Today’s examples do not yet add up to financial sector inclusion but they point to what is possible. It is not too early to start thinking longer-term about laying the foundations for growth on a global scale.
I recently had the opportunity to interview 15 CEOs and other leaders in the mobile money sector in connection with the inaugural Mobile Money Summit in Cairo, co-hosted by the GSM Association, International Finance Corporation, Consultative Group to Assist the Poor, and the UK Department for International Development. They identified three keys necessary for global growth: utility, capacity and an enabling environment.
Utility
Mobile money cannot enable financial sector inclusion without much greater integration into customers’ economic lives. Remittances and remote payments are the current ‘killer apps’, but they must catalyse an order of magnitude increase in the number of ways and places it is possible to use mobile money. A greater diversity of applications must be developed, including savings, credit, and insurance. Mobile money must eventually be accepted wherever money is accepted.
Capacity
The end goal of ubiquity requires a whole ecosystem of players to become involved, developing mobile money applications, accepting mobile money, and using mobile money, from the biggest, slowest-moving banks down to the smallest, grassroots kiosk owners and individual consumers. They will all require capacity-building. Big developing country banks might need to increase their cultural openness to serving the poor. Microfinance institutions might need to improve their tech-readiness.
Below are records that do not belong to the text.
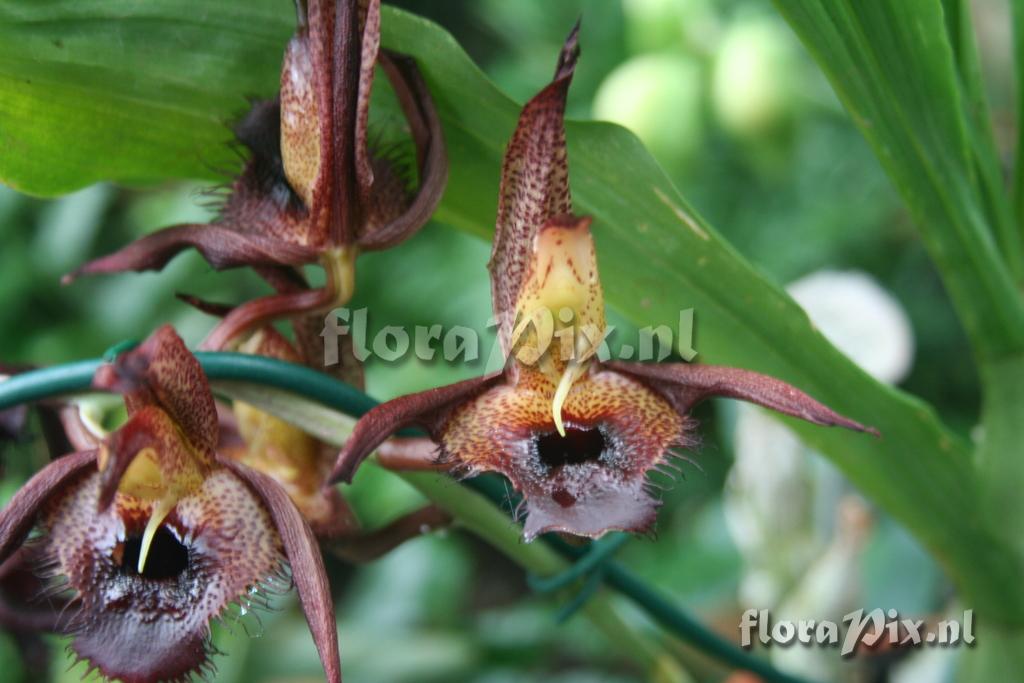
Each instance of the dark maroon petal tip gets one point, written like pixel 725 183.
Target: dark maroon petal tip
pixel 307 565
pixel 686 385
pixel 258 312
pixel 18 516
pixel 426 409
pixel 163 372
pixel 414 96
pixel 223 247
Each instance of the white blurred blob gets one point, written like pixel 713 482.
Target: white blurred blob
pixel 860 318
pixel 794 517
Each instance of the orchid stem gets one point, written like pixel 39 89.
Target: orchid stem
pixel 473 509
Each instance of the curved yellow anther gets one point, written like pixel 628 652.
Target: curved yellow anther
pixel 572 371
pixel 161 509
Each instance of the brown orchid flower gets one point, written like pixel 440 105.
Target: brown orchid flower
pixel 576 435
pixel 156 534
pixel 298 462
pixel 312 191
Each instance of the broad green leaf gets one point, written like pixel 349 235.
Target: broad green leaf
pixel 999 210
pixel 893 67
pixel 656 256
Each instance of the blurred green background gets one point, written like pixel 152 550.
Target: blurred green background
pixel 727 100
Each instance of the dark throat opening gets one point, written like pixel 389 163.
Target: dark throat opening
pixel 168 558
pixel 579 445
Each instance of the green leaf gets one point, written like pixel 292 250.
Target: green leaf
pixel 656 256
pixel 893 67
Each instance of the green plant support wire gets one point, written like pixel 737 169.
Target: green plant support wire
pixel 77 377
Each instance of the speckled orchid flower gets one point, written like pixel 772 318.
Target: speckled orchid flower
pixel 312 191
pixel 155 534
pixel 298 462
pixel 577 436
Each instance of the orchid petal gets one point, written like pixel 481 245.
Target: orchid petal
pixel 535 187
pixel 426 409
pixel 18 515
pixel 162 372
pixel 686 385
pixel 308 572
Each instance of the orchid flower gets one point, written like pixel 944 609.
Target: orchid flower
pixel 312 190
pixel 577 436
pixel 156 534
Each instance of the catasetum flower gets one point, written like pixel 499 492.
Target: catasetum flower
pixel 155 535
pixel 312 191
pixel 577 436
pixel 298 462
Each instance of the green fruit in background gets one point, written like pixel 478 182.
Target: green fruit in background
pixel 656 96
pixel 756 77
pixel 652 26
Small businesses and individual consumers might need to build financial literacy and basic business skills.
Enabling Environment
Mobile money is real money. It is the responsibility of the regulator to protect consumers and ensure financial sector stability. At the same time, to achieve financial sector inclusion, regulators must permit innovation — indeed, they must encourage and facilitate it. The right regulatory approach will be proportional, weighing the potential gain against the potential damage. It will also be incremental, allowing the channel to emerge and adding regulation as risks manifest thus enabling mobile money to blossom in ways that might not be predictable.
Cross-sector partnership and public policy dialogue will be critical to building all three foundations. Mobile network operators and technology providers must collaborate to ensure that services move toward interoperability. While mobile network operators have been the primary drivers so far, now banks, microfinance institutions, insurers and many others must take some initiative in developing new applications and services.
To meet the capacity-building challenge, international financial institutions, development donors, government agencies, NGOs and corporate CSR departments can contribute resources and expertise, particularly with regard to small businesses and BOP consumers. And business and government must engage in ongoing, open dialogue to achieve the delicate balance that regulating this emerging channel requires.
As UNDP reminds us, human development is about expanding people’s opportunities to live the kinds of lives they have reason to value. Financial sector inclusion is a necessary step. Using the power of business and technology, mobile money promises to accelerate our progress in this critical direction.